The historic structure is located in the city's Gulch district.

Image of Cummins Station
Cummins Station. Image courtesy of JLL

DZL Management has obtained $135 million in refinancing in the form of a five-year, fixed-rate loan for Cummins Station, a 408,000-square-foot historic mixed-use asset in Nashville. The property is situated in the Gulch district, near the city’s downtown.

JLL Capital Markets led the financing efforts for Cummins Station on behalf of the owner, Nashville-based DZL. Despite the challenging macroeconomic climate and headwinds facing the office sector, a pool of liquidity for office assets in good locations with strong tenancy still exists, according to JLL, which declined to name the lenders involved in the deal.

Cummins Station ab adaptive reuse project on the site of an historic warehouse and is a mix of retail, restaurant and office space.
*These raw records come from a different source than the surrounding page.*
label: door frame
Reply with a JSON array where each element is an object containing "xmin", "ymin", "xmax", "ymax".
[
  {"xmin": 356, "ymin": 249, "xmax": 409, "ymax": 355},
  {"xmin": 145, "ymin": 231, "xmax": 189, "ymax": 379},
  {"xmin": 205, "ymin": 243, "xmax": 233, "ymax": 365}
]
Retail tenants include Morning Glory Deli, Pullman Standard and Wild Wasabi, with Starbucks and fitness studio Lagree Nash recently joining the roster. Office tenants include Clark Construction, Gibson Brands, ad agency GS&F, Eventbrite, Civic Financial Service and Serendipity Labs, a coworking space.

The four-story concrete and masonry project was built in 1906 as a wholesale warehouse building servicing railroad lines that ran through the area near Union Station and was the largest reinforced concrete warehouse in the world at the time of its development.

Until its initial redevelopment in the 1990s, it was used continuously as a warehouse space, and retains many of its original design elements. It is listed on the National Register of Historic Places.

In October, Nashville-based DZL hired Avison Young to provide advisory services regarding the entire Station District, which includes Cummins Station, but also the 61,000-square-foot office and retail Baggage Building, the 58,000-square-foot Cannery Hall event space, and more than 12.4 acres of developable land.

DZL, which assembled the portfolio over the last 20 years, is reportedly open to a sale, joint venture, or other opportunities for the Station District.

Nashville retail hot, office less so

Downtown and Midtown Nashville experienced more than half, or 58 percent, of all office leasing activity in the first quarter of 2024, mostly at mixed-use projects and on Music Row, which indicates that flight-to-quality includes in-building and neighborhood amenities, according to JLL. Overall, however, there was negative net absorption of 371,000 square feet of office space in Nashville in Q1 2024 as demand lags.

On the retail side, by contrast, Nashville has been a boomtown in recent years. The metro area’s population surged near 25 percent from 2011 to 2021 and currently sees nearly 100 new residents per day move there each day, according to Census Bureau data.